Moving to the adjusted EBITDA, analysts expect OrganiGram to report a loss of 0.3 million Canadian dollars during the quarter. The amount is an improvement from a loss of 1.1 million Canadian dollars in the second quarter. The company’s management said that its SG&A expenses could fall during the quarter. So, the decline in SG&A expenses could lower the company’s EBITDA loss.

Meanwhile, OrganiGram’s management will lower the production capacity at its Moncton facility to better align its production with the existing demand. Due to these changes, the company’s management expects to report impairment charges during the quarter.

Analysts’ recommendations for OrganiGram

So far this month, Jefferies lowered its target price from 5.0 Canadian dollars to 4.5 Canadian dollars. Haywood Securities cut its target price from 4.25 Canadian dollars to 3.50 Canadian dollars. However, Alliance Global Partner initiated its coverage on the stock with a “buy” rating and a target price of 4.0 Canadian dollars. On June 29, Raymond James, who was bullish on OrganiGram, downgraded the stock to a “market perform” rating and lowered its target price to 5 Canadian dollars. Read Why Did Raymond James Downgrade OrganiGram? to learn more.

Overall, 12 analysts cover OrganiGram. Among the 12 analysts, 75% recommend a “buy,” while 25% recommend a “hold.” None of the analysts recommend a “sell.” As of Tuesday, analysts’ consensus target price was 4.47 Canadian dollars. The target price represents a 12-month return potential of 118.2%.

My take

Earlier, I was bullish on OrganiGram. There has been a high unemployment rate due to the pandemic-infused lockdown.

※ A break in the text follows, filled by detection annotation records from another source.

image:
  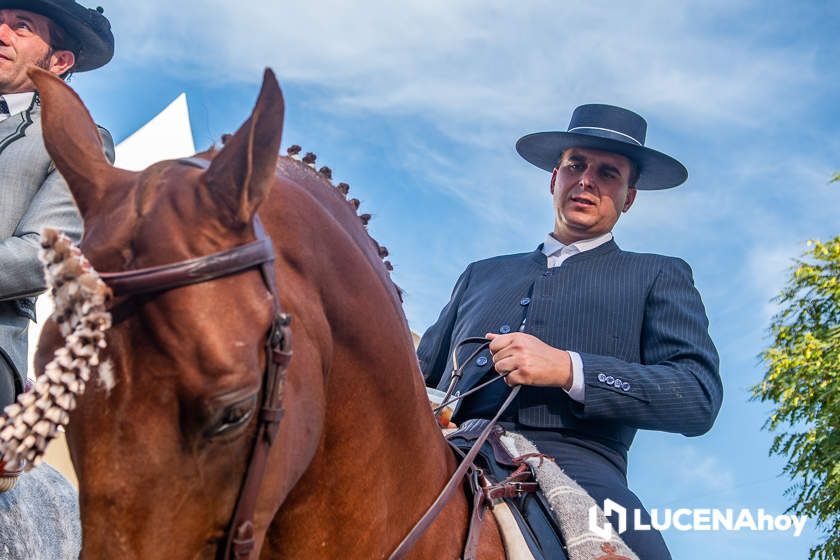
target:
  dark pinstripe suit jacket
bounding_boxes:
[417,241,723,456]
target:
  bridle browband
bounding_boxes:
[99,157,292,560]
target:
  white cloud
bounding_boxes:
[109,0,815,138]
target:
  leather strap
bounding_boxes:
[484,481,540,501]
[99,238,274,296]
[224,219,292,560]
[463,469,487,560]
[100,158,292,560]
[389,385,522,560]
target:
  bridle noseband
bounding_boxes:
[99,158,292,560]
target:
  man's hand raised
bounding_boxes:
[484,332,572,391]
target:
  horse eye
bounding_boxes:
[209,395,257,437]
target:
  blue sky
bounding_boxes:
[67,0,840,559]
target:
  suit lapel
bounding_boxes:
[0,93,40,154]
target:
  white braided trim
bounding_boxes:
[0,229,111,465]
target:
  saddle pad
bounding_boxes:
[499,432,639,560]
[493,500,537,560]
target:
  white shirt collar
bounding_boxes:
[542,231,613,257]
[0,91,35,116]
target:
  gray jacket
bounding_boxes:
[0,94,114,390]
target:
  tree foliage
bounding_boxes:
[753,234,840,560]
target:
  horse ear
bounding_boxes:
[27,65,116,218]
[204,69,284,225]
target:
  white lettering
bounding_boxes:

Customers’ preferences have shifted towards value products. I think that OrganiGram had an advantage. The company’s cash cost of production was one of the lowest in the industry at 0.53 Canadian dollars per gram. However, the company’s recent announcement was a little disappointing. So, I think that investors should wait until OrganiGram announces its third-quarter earnings to make an investment decision.